Monday, February 4, 2008

Gravy

Dad liked his gravy just so. Not too thick, not too thin. On many occasions my dear mother, in her always-trying-to-please attempt at making gravy (with flour, not corn-startch) wouldn't get it right. She's make, what my father referred to, as crank-case gravy. Crank-case gravy was gravy that was so thick it poured from the gravy boat in clumps -- not lumps -- no lumps in the clumps. Or if you tried to scoop it out with a gravy spoon, it was nigh unto impossible to get it into the spoon.
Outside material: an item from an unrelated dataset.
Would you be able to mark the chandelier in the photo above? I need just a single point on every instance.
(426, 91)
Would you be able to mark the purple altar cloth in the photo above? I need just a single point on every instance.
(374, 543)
I don't know why my mom never made corn-starch gravy -- it's perfect every time. No crank-case gravy when using corn-starch. But she never did.

My attempts at gravy are superb. I never get lumps, and I always make it to the thickness I'm looking for -- I use cornstarch, but it wasn't always so. After all I learned to cook from my mother who always shook up flour and water to mix it and then combined that with what meat drippings with some water added to the drippings. Good gravy most of the time, but not perfect. It wasn't until about 8 years ago when I discovered the Food Channel that I learned how to make perfect gravy every time.

Gravy could also refer to spaghetti sauce, as a distant cousin of mine insists, but we never called it (spaghetti sauce) gravy, so that doesn't count. And mom's spaghetti GRAVY was always perfect, so it doesn't need to be discussed here anyway.

I wonder if my siblings remember dad complaining about crank-case gravy.